Vinay Ranjan recently travelled to the UK and he met with the head of Nick Scali's UK expansion, where Nick Scali has been converting Fab Furniture stores into their own branded stores. Vinay observed that Nick Scali's modern products stand out against the outdated offerings of competitors. Encouragingly, the best-selling lounge in the UK is the same as in Australia, suggesting some portability of tastes. The UK market, being three times the size of Australia, offers significant growth potential if the expansion succeeds.

Vinay also visited Ireland to meet with the CEO of Irish Chemist Warehouse, which has been operating there for five years with 12 stores. He found the stores bustling, similar to those in Australia, with customers drawn by low prices. The Chemist Warehouse model, with its large stores and competitive pricing, contrasts with the high-margin, small-store format of traditional pharmacies. Early signs in Ireland are positive, and the market could support at least 50 stores. Success in Ireland against the main competitor, Boots, could pave the way for a similar expansion into the UK.
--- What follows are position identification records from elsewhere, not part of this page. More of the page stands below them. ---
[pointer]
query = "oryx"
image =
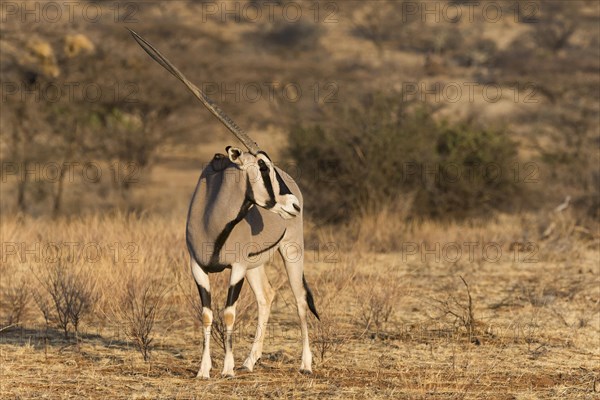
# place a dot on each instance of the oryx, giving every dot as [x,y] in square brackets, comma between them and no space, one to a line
[244,208]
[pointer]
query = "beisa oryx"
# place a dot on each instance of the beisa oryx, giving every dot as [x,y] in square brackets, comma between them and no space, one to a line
[244,209]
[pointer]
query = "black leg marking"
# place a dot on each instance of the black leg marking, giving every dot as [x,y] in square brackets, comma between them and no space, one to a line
[309,298]
[204,296]
[233,293]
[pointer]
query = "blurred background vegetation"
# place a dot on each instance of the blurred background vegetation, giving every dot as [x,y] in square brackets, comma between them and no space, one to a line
[376,124]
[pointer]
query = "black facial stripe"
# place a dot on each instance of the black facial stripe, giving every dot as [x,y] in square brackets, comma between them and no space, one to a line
[264,173]
[283,189]
[264,154]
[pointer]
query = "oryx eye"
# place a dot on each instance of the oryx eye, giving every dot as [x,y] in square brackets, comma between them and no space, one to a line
[262,166]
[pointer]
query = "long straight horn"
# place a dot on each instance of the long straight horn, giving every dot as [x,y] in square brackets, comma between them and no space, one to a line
[208,103]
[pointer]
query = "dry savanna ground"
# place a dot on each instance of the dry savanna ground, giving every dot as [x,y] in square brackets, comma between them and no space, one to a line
[499,318]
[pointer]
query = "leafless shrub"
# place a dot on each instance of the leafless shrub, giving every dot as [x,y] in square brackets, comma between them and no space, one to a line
[326,335]
[15,302]
[43,302]
[462,312]
[556,26]
[139,307]
[71,293]
[377,307]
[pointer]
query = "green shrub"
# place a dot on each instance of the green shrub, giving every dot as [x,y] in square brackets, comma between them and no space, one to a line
[377,152]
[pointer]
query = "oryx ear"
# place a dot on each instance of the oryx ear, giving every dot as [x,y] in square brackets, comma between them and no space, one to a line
[234,154]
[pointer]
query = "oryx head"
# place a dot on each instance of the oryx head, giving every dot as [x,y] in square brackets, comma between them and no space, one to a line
[268,188]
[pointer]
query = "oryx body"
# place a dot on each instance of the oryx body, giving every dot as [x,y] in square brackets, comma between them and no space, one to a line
[243,210]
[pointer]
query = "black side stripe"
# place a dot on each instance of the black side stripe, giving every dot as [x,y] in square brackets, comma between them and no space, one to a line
[222,238]
[269,247]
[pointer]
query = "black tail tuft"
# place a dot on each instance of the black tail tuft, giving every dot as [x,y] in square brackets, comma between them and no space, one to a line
[309,299]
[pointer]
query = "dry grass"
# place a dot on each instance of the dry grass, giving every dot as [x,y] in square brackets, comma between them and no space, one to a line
[383,335]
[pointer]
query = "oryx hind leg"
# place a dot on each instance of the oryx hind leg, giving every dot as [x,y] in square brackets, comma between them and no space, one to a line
[236,280]
[293,257]
[203,284]
[259,282]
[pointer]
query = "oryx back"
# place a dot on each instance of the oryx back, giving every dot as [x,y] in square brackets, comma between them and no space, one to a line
[223,228]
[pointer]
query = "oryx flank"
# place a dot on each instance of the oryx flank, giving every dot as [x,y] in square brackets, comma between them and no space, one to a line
[244,209]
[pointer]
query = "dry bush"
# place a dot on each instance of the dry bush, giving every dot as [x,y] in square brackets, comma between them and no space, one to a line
[15,301]
[139,307]
[377,305]
[461,311]
[328,336]
[71,294]
[382,149]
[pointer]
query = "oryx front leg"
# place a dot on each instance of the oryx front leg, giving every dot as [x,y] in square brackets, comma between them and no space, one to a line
[236,280]
[259,282]
[293,257]
[203,284]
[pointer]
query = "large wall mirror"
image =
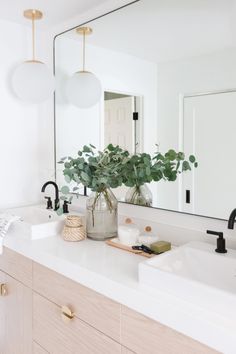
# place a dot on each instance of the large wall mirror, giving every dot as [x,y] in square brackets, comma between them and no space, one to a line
[174,63]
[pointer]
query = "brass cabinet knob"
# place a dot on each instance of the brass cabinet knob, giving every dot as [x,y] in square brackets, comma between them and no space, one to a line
[3,289]
[66,314]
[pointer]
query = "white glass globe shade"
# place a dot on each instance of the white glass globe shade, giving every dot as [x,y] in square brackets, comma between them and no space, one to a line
[83,89]
[32,81]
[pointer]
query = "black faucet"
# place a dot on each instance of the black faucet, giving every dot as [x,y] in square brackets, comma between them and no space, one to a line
[56,201]
[232,219]
[220,241]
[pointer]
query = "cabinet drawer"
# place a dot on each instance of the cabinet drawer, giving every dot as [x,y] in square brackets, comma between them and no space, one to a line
[145,336]
[75,336]
[17,266]
[37,349]
[126,351]
[91,307]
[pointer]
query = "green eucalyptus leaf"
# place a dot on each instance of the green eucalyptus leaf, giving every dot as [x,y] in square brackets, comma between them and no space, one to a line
[59,211]
[67,178]
[192,158]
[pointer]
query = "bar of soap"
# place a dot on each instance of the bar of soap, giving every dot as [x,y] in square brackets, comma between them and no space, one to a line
[160,246]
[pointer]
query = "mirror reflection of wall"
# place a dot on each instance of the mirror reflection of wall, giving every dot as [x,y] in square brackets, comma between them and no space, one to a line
[163,57]
[122,121]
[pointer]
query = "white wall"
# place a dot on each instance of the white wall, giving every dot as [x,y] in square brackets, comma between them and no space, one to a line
[22,149]
[117,72]
[193,75]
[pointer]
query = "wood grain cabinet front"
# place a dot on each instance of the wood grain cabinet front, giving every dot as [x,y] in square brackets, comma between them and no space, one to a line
[17,266]
[145,336]
[15,316]
[89,306]
[37,349]
[59,335]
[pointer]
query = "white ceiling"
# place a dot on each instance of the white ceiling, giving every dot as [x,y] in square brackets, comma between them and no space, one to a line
[55,11]
[162,30]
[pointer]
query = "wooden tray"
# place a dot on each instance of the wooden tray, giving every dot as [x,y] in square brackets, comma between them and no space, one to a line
[114,242]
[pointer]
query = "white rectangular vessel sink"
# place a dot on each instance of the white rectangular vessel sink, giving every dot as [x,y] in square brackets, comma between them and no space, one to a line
[195,273]
[36,222]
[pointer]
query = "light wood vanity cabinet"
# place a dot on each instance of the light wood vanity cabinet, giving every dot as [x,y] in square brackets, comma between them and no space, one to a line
[15,305]
[68,318]
[89,306]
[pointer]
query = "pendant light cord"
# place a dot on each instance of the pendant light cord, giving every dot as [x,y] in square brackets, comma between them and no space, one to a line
[84,51]
[33,37]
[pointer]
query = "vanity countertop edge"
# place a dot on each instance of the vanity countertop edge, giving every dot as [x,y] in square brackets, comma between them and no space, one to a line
[114,274]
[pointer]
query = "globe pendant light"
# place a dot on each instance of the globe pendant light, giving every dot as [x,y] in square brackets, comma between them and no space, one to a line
[32,80]
[83,89]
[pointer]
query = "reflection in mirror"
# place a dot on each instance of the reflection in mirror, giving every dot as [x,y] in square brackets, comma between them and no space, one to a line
[179,74]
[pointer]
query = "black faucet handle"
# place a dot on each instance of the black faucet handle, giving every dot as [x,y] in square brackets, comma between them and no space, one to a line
[220,241]
[216,233]
[49,202]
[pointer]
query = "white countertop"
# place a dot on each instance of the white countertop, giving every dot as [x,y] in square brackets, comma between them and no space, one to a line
[114,273]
[00:12:13] Joe, you made a visit to China, can you share insights from your trip?

I spent a week in China to assess whether recent government stimulus has improved the consumer outlook and if it might drive a turning point in commodities demand. While consumers seem better off than a year ago, this hasn't yet translated into increased commodities demand. Steel companies reported flat order books, and although the electric vehicle sector is growing, it hasn't significantly benefited critical minerals or lithium producers due to abundant supply. Instead, vertically integrated downstream players are capturing market share. We remain underweight in resources but continue to monitor the situation for potential opportunities.